I’m currently working on a book for Packt publishing titled
Serverless Design Patterns and Best Practices.
While writing and whipping out tons of
examples is quite a bit of work, and I sometimes curse myself for agreeing to this, I’m quite
excited as I work through the chapters and as it comes together.
The first three chapters in the book cover different patterns for web applications. In two of these three sections, the logical layer of a 3-tier web application (Presentation, Data, and Logical layers) is, of course, Serverless. Unsurprisingly, the Lambda functions talk to a database (i.e., the Data Layer). Also unsurprisingly, the database is PostgreSQL via RDS.
Accessing RDS from Lambda is a very very common pattern. Of course, some Lambda functions will need to talk to an RDS instance. It may surprise you to learn that getting Lambda functions connected to RDS instances is not as easy as you may think.
Create the RDS instance
Serverless via CloudFormation makes it quite easy to create an RDS instance along with the rest of
your stack. And, when I say “easy” I mean, “easy after you dig through all of the
CloudFormation docs for the resources you are working with and understand the interplay between
resources, and learn what Fn::GetAtt
and Ref
are and how they work in detail.”
Let’s work through the process of creating a PostgreSQL RDS instance via serverless.yml
/
CloudFormation. The resources
YAML code in serverless.yml
is verbatim CloudFormation. To
determine how to create a particular resource, it’s a matter of wading through the
CloudFormation docs. Taking a look at the
AWS::RDS::DBInstance
docs, we’ll put in the bare minimum:
resources:
Resources:
RDSPostgresInstance:
Type: AWS::RDS::DBInstance
Properties:
AllocatedStorage: 100
AutoMinorVersionUpgrade: true
AvailabilityZone: ${self:provider.region}a
DBInstanceClass: db.t2.micro
DBName: serverless
DBSubnetGroupName: ?????
Engine: postgres
EngineVersion: 9.6.2
MasterUsername: root
MasterUserPassword: supersecret
PubliclyAccessible: false
VPCSecurityGroups:
- ?????
Very quickly we find there are a couple of fields which are mysterious and call out for more
CloudFormation code. What are DBSubnetGroup
and VPCSecurityGroups
? These are required, even
though the CloudFormation docs say they are conditional.
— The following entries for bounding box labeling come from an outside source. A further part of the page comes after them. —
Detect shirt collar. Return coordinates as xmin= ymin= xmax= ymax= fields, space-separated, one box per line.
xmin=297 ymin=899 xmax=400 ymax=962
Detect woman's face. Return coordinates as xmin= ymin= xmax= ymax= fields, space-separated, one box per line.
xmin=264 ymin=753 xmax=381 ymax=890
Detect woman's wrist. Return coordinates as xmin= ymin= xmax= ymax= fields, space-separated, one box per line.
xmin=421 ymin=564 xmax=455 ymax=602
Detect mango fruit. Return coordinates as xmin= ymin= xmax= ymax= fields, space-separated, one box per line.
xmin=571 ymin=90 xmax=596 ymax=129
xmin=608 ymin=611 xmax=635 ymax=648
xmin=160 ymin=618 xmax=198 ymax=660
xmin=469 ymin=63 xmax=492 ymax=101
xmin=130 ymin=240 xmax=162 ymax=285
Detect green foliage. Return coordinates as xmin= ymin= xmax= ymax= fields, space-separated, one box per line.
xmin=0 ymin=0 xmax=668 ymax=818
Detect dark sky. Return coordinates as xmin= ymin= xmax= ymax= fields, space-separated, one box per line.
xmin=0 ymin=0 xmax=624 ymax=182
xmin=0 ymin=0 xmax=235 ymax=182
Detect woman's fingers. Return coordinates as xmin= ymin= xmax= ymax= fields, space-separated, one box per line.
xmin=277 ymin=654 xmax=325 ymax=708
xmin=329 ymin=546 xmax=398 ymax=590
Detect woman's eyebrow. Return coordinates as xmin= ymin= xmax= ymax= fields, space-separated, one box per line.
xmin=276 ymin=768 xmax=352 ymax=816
I
believe they’re not officially required b/c at some point in time RDS instances could be created
without a VPC. Nowadays, RDS instances must be part of some VPC, either your default VPC or
another. I’m sure there are edge cases which I don’t know about, but this whole post is about
access resources in a VPC…so these fields are required.
So, what are these two things and why do we need them?
DBSubnetGroup
As I understand it, the DBSubnetGroup
is a resource which groups together two or more VPC subnets
and provides the RDS instance the ability to be a part of the VPC. At least two subnets are
required since DBSubnetGroup
s require a subnet in at least two availability zones.
Subnets come in two flavors, either public or private. Public subnets in a VPC allow for
connections in/out of the public network (the internet). Private subnets do not. Most
DBSubnetGroup
s group
together private subnets, because who on earth wants to expose a database to the outside world?
Of course, if you’re just playing around, you may want to do just this. But, don’t expose your DB
to the world, if you care about it. You’ve been warned.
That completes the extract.